Saydığın isimler fena değildir, fakat yoktan iyi. Vasatlığa karşı bu kitabı ve devamını yazarak, şiir yazarak konum alıyorum. İçinde olmak istediğim ''fevkalade dünya''nın bana düşen kısmını kendi terimlerimle yaratmaya çalışıyorum. Kazmaya başlayan kişiyim. Fakat sürdüren, bitiren başkaları olmalı. Şiirin büyüklüğüne inanan, büyük dünyalara talip, ölümsüzlük arzusu taşıyanlar gerekli. Vasatlık, daha kalabalık olduğu için pençesi kapıcıdır, fakat kuvveti azdır. Eleştiri metnine başka isim takarak etkisini azaltmaya çalışabilirler. Eleştiri konusu olmak insanlara ağır gelebilir, bunu polemik diye etiketleyerek ''şahsî'' demeye getirir, fakat o eleştiriyi düşünmeden de edemez, buna göre şiirini sorgular, tabii olağanüstü kör değilse. Uzun vadede, kararlılık ve metin odaklı, gayrişahsî eleştiri etkilidir. Üstün niteliği korumanın yolunu şiire ve eleştiriye her şeyin önünde bir yer vermekte buldum. Müşteriye değil istekli okura inanıyorum.

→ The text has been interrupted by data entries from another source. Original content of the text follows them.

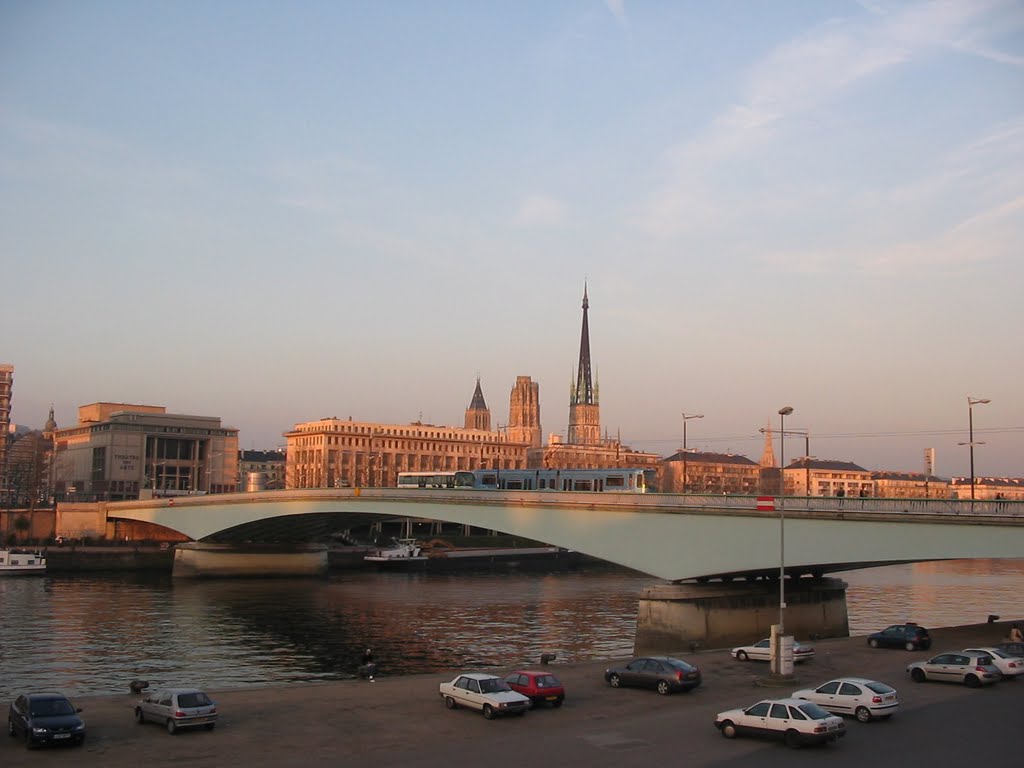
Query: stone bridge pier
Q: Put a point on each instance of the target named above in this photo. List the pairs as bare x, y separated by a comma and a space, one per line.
680, 617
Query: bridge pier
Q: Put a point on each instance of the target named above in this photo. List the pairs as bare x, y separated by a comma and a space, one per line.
201, 560
676, 617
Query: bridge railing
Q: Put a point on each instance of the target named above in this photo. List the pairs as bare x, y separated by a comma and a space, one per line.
966, 507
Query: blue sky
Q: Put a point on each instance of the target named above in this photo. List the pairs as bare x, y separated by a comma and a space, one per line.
276, 212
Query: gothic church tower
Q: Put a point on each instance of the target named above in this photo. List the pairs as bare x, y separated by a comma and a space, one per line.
585, 413
524, 412
477, 415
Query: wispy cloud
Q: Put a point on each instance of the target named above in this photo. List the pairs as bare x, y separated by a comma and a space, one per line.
797, 78
541, 211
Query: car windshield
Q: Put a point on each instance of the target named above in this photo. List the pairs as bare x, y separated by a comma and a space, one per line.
186, 700
881, 688
813, 711
51, 708
494, 685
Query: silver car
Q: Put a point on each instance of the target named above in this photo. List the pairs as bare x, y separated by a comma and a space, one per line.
956, 667
177, 708
866, 699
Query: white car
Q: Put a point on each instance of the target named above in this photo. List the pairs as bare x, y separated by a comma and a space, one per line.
866, 699
488, 693
972, 670
761, 651
795, 721
1007, 664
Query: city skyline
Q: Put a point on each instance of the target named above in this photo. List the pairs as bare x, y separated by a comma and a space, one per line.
279, 214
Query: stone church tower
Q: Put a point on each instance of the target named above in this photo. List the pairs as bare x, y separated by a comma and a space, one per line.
477, 415
524, 412
585, 413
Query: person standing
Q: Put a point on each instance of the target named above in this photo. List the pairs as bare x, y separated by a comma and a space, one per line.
368, 668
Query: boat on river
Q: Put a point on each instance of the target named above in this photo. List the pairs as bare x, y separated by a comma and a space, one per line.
16, 562
403, 554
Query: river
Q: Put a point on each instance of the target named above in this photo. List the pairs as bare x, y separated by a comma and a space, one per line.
92, 634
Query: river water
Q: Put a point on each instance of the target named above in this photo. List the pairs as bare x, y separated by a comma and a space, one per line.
92, 634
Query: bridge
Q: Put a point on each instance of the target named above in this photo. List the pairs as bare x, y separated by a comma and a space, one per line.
672, 537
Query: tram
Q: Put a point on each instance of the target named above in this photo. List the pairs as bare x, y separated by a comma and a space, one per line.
594, 480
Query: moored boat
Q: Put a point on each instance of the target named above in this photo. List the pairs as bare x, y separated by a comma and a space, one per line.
15, 562
406, 552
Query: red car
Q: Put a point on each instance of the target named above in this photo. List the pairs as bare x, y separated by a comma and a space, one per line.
541, 687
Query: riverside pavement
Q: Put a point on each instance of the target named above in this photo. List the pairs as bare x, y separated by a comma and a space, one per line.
401, 721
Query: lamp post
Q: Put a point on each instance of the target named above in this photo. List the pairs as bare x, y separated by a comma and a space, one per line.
686, 418
971, 402
782, 413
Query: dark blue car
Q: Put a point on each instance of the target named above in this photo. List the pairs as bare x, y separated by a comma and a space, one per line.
909, 636
45, 719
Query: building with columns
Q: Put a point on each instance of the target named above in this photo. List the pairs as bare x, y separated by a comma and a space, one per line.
121, 451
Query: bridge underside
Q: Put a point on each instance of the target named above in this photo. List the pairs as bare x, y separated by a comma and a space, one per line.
671, 538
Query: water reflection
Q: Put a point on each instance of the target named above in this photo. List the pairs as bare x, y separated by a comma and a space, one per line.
90, 635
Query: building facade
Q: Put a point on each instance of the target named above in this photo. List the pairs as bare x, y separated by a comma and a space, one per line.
909, 485
701, 472
826, 477
122, 451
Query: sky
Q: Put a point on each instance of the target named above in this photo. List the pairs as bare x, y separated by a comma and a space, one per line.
279, 212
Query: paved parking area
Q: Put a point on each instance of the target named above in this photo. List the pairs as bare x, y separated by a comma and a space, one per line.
402, 722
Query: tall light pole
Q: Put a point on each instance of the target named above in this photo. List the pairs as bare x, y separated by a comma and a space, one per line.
971, 402
686, 418
782, 413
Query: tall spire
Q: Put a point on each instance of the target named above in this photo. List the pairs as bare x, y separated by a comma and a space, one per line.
584, 393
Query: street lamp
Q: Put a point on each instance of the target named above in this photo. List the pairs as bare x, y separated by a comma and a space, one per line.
782, 413
971, 402
686, 418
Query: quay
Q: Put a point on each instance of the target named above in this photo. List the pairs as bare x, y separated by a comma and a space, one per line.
400, 721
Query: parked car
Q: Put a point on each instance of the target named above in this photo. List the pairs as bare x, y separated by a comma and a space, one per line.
761, 651
1008, 665
866, 699
539, 687
45, 719
176, 709
795, 721
958, 667
909, 636
489, 694
664, 674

Kitap; Garip, II.Yeni ve sonrası dönemlerin, ömrünü veya şiirini tamamlamış şairlerine yönelik yazılardan oluşuyor. Devamı olan kitapta da günümüz şiirinin nabzını tutacağınızı söylüyorsunuz. Bugün yazılan şiire dair ne söylemek istersiniz?

Bir. Şiirin ''ortak önemi'' konusunda bir şüphe var bugün. Fakat bireysel dünyalarda o önem korunuyor. Şiire eğilmiyormuş gibi eğilmek modası yaygın. Çoğu metin alelade ironiden, pastişten, kaba hicivden geçilmiyor. Fakat çürütülmek istenen o hayalî ana metin konusunda parça hâlde bile fikir sahibi olunmadığı apaçık.

İki. Tüketici için üretilen, beğeniyi hesaplayan kitsch metinlere bile tanım gereği şiir deniyor. İkinciler, motive bir kitleye duymak istediklerini söylüyor. Üç. Kabile kültürü. Bu üç soruna karşı kanonik keskin jestler gerekli. Bunun en iyi yolu eleştiri.

Eleştiri eylemi -ne tür ithamla lekelenirse lekelensin- sürdükçe gizli kalmış değerli, uzatılanı almamış iyi şairler, alkışlanmış değersiz, etten kalkan oluşturmuş müteşair… hepsi açığa çıkacak.